A closer look at sexual assaults on university campuses

TOPEKA (KSNT) — Two of Kansas’ major universities are under fire after lawsuits were filed saying that university officials mishandled rape accusations.

Kansas State University and The University of Kansas have found themselves in a tough situation.

Both are being sued for not investigating rape allegations on and off-campus. But what is the fine line when dealing with these kinds of investigations?

Both university combined have more than six open federal Title IX investigations for allegedly mishandling sex assault complaints, according to The United States Department of Education’s Office of Civil Rights.

But in the majority of the lawsuits filed against the universities alcohol played a role. Either the victim was inebriate or the attacker. Knowing that, where does that mean in cases like this?

“The [Kansas] statue does say when the victim is powerless based upon any narcotic drugs or alcohol beverages in that condition renders her incapable of giving consent,” said Billy Rork, a local Topeka attorney.

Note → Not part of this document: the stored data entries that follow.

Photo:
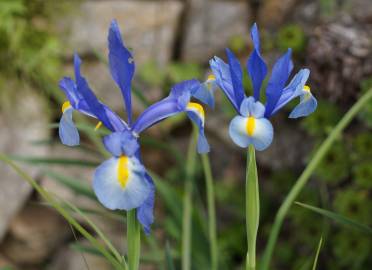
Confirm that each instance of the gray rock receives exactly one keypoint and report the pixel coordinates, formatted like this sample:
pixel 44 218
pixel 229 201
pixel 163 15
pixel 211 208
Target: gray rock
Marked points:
pixel 210 25
pixel 148 27
pixel 22 125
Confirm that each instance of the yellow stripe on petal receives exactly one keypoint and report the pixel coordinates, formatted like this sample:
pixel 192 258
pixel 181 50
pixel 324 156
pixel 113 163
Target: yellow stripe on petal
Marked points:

Even if one of the individuals was coherent, they had to know that the other was not. Making the intercourse illegal.

The women in the lawsuits for both schools say they are holding their respective universities accountable for creating a hostile education environment.

Claiming both schools violated their Title IX rights and failed to protect them after the assault was reported.

KSU and KU’s protocols and practices for sexual assault outline that all sexual harassment complaints will be reviewed with a prompt resolution for students and address any systemic problem that arise during the review of the complaint.

“There’s a civil duty owned by people, as well as a criminal duty. And the civil duty maybe the university isn’t following their civil obligations,” said Rork.